CFD Online Logo CFD Online URL
www.cfd-online.com
[Sponsors]
Home > Forums > Software User Forums > OpenFOAM > OpenFOAM Installation

[OpenFOAM.org] Non-root installation of OpenFOAM 2.4.x, parallel issue

Register Blogs Community New Posts Updated Threads Search

Like Tree3Likes
  • 1 Post By syavash
  • 1 Post By wyldckat
  • 1 Post By syavash

Reply
 
LinkBack Thread Tools Search this Thread Display Modes
Old   February 28, 2019, 16:42
Default Non-root installation of OpenFOAM 2.4.x, parallel issue
  #1
Senior Member
 
Syavash Asgari
Join Date: Apr 2010
Posts: 473
Rep Power: 18
syavash is on a distinguished road
Hi Foamers,

I have been trying to install OF 2.4.x on a CentOS 7 cluster. It was fine in serial but when I try to submit a job in parallel I get the following error:

Code:
Could not retrieve MPI tag from  /home/.../.../.../OpenFOAM/OpenFOAM-2.4.x/platforms/linux64GccDPOpt/bin/pimpleFoam
To be indicated, I intend to use system gcc as the compiler. I use the following commands to submit the job:

Code:
#!/bin/bash

#SBATCH -N 4
#SBATCH -t 00:10:00
#SBATCH -J ...
#SBATCH -A ...


export FOAM_INST_DIR=/home/.../.../.../OpenFOAM

. $FOAM_INST_DIR/OpenFOAM-2.4.x/etc/bashrc

#--nranks is used when less than the number of available cores is used

mpprun  --nranks=128 `which pimpleFoam` -parallel >& results
To have access to OpenMPI, I load a gcc module and OpenMPI is loaded as the result:

Code:
The buildenv-gcc module makes available:
 - Compilers: gcc, gfortran, etc.
 - MPI library with mpi-wrapped compilers: OpenMPI with mpicc, mpifort, etc.
 - Numerical libraries: OpenBLAS, LAPACK, ScaLAPACK, FFTW
I guess that OpenFOAM cannot find the system mpi on the cluster so it complains accordingly. I hope someone had similar experience with this issue and could help me out.

Regards,
Syavash
syavash is offline   Reply With Quote

Old   February 28, 2019, 17:20
Default
  #2
Retired Super Moderator
 
Bruno Santos
Join Date: Mar 2009
Location: Lisbon, Portugal
Posts: 10,975
Blog Entries: 45
Rep Power: 128
wyldckat is a name known to allwyldckat is a name known to allwyldckat is a name known to allwyldckat is a name known to allwyldckat is a name known to allwyldckat is a name known to all
Quick answer: Given that OpenFOAM's "etc/bashrc" file is being used in the job script, then you also need to load in the job script the module for Open-MPI, before sourcing/activating OpenFOAM's shell environment.
__________________
wyldckat is offline   Reply With Quote

Old   March 1, 2019, 05:36
Default
  #3
Senior Member
 
Syavash Asgari
Join Date: Apr 2010
Posts: 473
Rep Power: 18
syavash is on a distinguished road
Quote:
Originally Posted by wyldckat View Post
Quick answer: Given that OpenFOAM's "etc/bashrc" file is being used in the job script, then you also need to load in the job script the module for Open-MPI, before sourcing/activating OpenFOAM's shell environment.
Dear Bruno,

Thanks for your reply.
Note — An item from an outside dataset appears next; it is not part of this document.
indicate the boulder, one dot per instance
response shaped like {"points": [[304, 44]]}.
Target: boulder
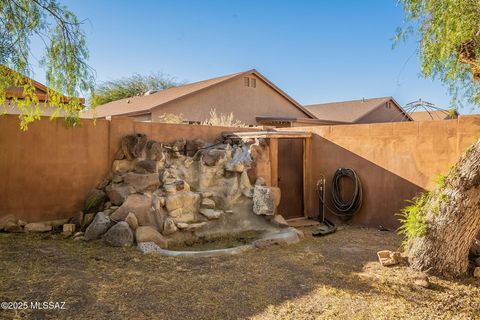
{"points": [[139, 204], [22, 223], [389, 258], [260, 182], [133, 145], [107, 205], [476, 272], [13, 227], [241, 160], [122, 166], [77, 219], [263, 201], [132, 221], [183, 206], [186, 200], [211, 214], [146, 166], [148, 247], [149, 234], [475, 248], [245, 185], [100, 224], [120, 235], [118, 193], [182, 215], [193, 146], [208, 203], [37, 227], [87, 219], [142, 182], [155, 151], [190, 226], [94, 201], [169, 227]]}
I tried to include the following line in the job script:

Code:
export FOAM_MPI=/software/sse/easybuild/prefix/modules/all/Compiler/GCC/6.4.0-2.28/OpenMPI
The above line was added prior to
Code:
. $FOAM_INST_DIR/OpenFOAM-2.4.x/etc/bashrc
However, I still get the same error after submitting the job. My question is that am I loading Open-MPI in a correct way? Could you help me to figure it out?

Regards,
Syavash
syavash is offline   Reply With Quote

Old   March 1, 2019, 11:57
Default
  #4
Member
 
Fatih Ertinaz
Join Date: Feb 2011
Location: Istanbul
Posts: 64
Rep Power: 15
fertinaz is on a distinguished road
Hello Ehsan


How exactly did you install OF, using openmpi module in the cluster or the openmpi shipped with OF?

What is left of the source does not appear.